O recém nomeado para o Ministério da Saúde declarou: “Política é do governo, não do ministro”. Com essa frase, o ministro da Saúde, Marcelo Queiroga, dá o tom inicial de sua gestão: uma extensão da política de combate à pandemia de seu antecessor, Eduardo Pazuello.
É comum, na ciência política, fazer-se uma distinção entre política de Estado e política de governo. A política de Estado tem as características de ser permanente e de longo prazo, enquanto políticas de governo podem variar com a troca de poder político. Em geral, políticas de Estado são previstas na Constituição como um norte para cada governo temporário.
Os governos de cada viés ideológico podem implementar políticas públicas diferentes ao longo da história, mas devem fazê-lo visando alcançar a política de Estado prevista na Constituição. A lei maior ou Carta Magna do país é fruto do pacto democrático sobre o qual as instituições e as leis se sustentam.
Por exemplo, ter uma educação de qualidade é uma política de Estado, mas a política pública implementada por cada governo para alcançar esse objetivo pode variar. Nenhum governo pode tomar decisões no sentido de ir de encontro à educação, se não o próprio pacto democrático e constitucional poderia ser ameaçado. Seria substituir aquilo que é permanente pela opinião temporária.
Seria, então, a proteção à saúde uma política de governo? A Constituição Federal de 1988 diz que o cidadão tem direito social à saúde (art. 6º). E afirma, no art. 196, que “a saúde é direito de todos e dever do Estado, garantido mediante políticas sociais e econômicas que visem à redução do risco de doença e de outros agravos…”. Ou seja, é dever do Estado reduzir o risco de doença e de outros agravos. Assim, é claro que a proteção da saúde e combate à pandemia é política do Estado brasileiro.

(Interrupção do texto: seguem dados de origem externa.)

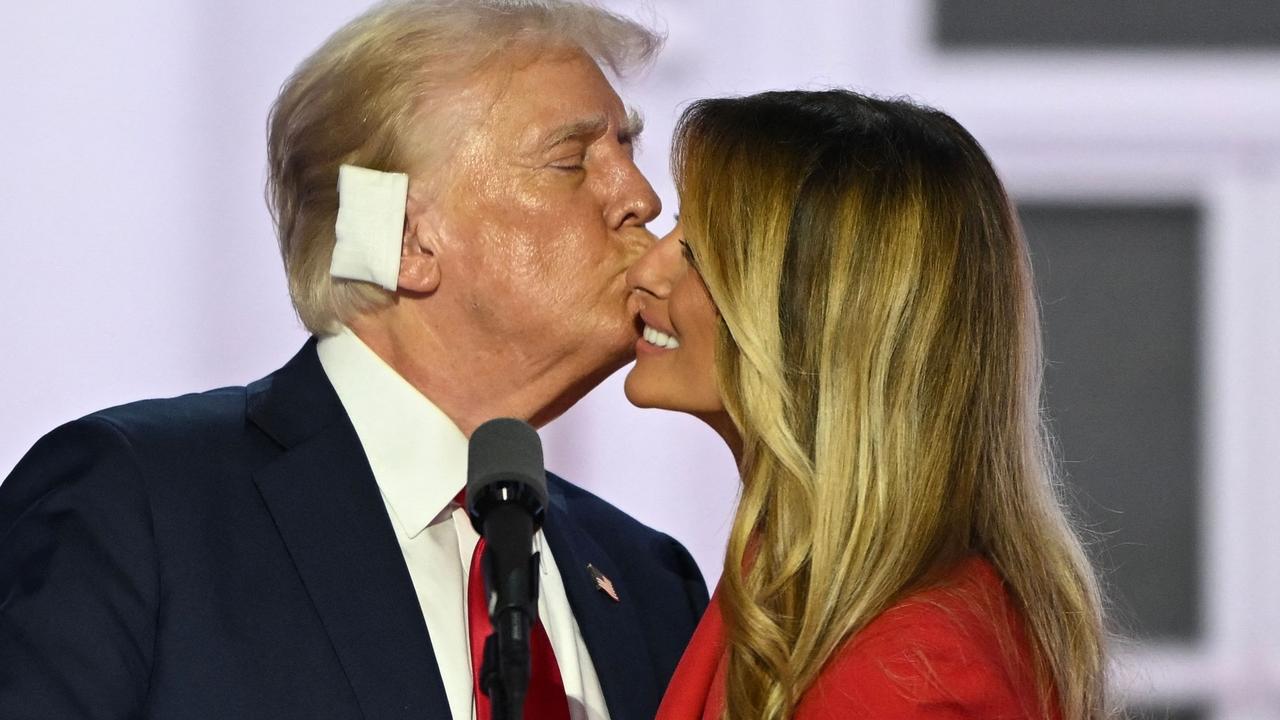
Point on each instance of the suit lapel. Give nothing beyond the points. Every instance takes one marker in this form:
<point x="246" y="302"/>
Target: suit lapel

O Brasil já passou de 285 mil mortos contabilizados por Covid-19. Se a política de Estado for submetida à política de governo, o que resta da previsão constitucional de proteger a saúde dos cidadãos? Se o governo não se compromete com a ciência, relativiza a gravidade da pandemia, e incentiva comportamentos contrários ao que é mais básico para reduzir o risco de doença e de outros agravos, o que resta da política de Estado?
É razoável um ministro ter o objetivo de implementar uma política de governo para saúde que tem dado errado? Não! O Brasil precisa, com urgência, de uma política de Estado que respeite a ciência, busque preservar vidas e dê ao cidadão seu direito “à redução do risco de doença e de outros agravos”. Se não for assim, aquele antigo ditado vai, mais uma vez, caber muito bem: “a letra da lei é muito bonita, mas na prática…”.